Let $G$ be a group such that if $H$ is a subset of $G\setminus Z(G)$ and any two element of $H$ commute, then $H$ is finite. Is it true that the set of all the sizes of such $H$ has a maximum element? Thanks in advance.
Let me try.
First, the center should be finite, otherwise the coset of any non-central element $xZ(G)$ is an infinite abelian subset in $G-Z(G)$.
As any subset with pairwise commuting elements generates an abelian subgroup, and conversely the elements of any abelian subgroup are pairwise commuting, we are actually asking about a group in which every abelian subgroup is finite (this is caused by the finiteness of the center), with no bound on the order of these subgroups.

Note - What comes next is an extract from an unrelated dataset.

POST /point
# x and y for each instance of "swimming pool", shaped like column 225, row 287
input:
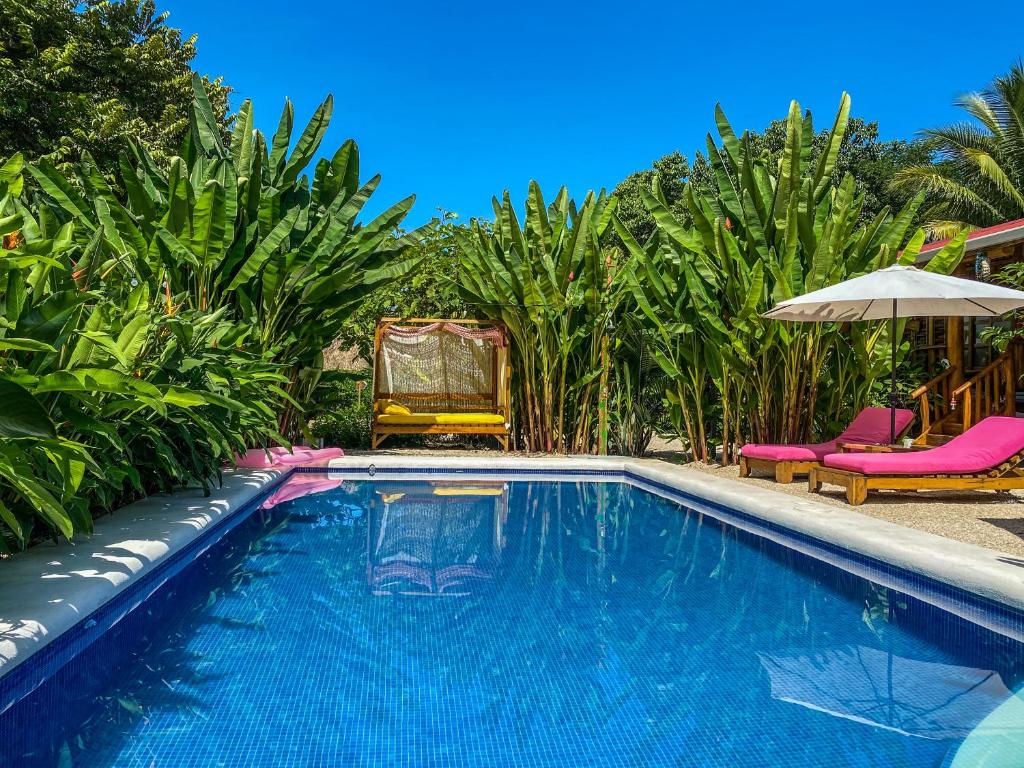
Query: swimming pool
column 482, row 622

Such a question is already asked in MathOverflow ( see https://mathoverflow.net/questions/80998/groups-with-no-bounds-on-the-size-of-abelian-subgroups-without-infinite-ones) , and such a group is already constructed in Olshanskii's book "The Geometry of defining relations in groups".
I reproduce the answer here : There exists a countable $2$-generated simple group $G$, that contains a copy of any cyclic group of odd order, moreover every proper subgroup of $G$ is either cyclic (of order dividing some integer $n$) or a conjugate to one of our embedded copies of the cyclic groups.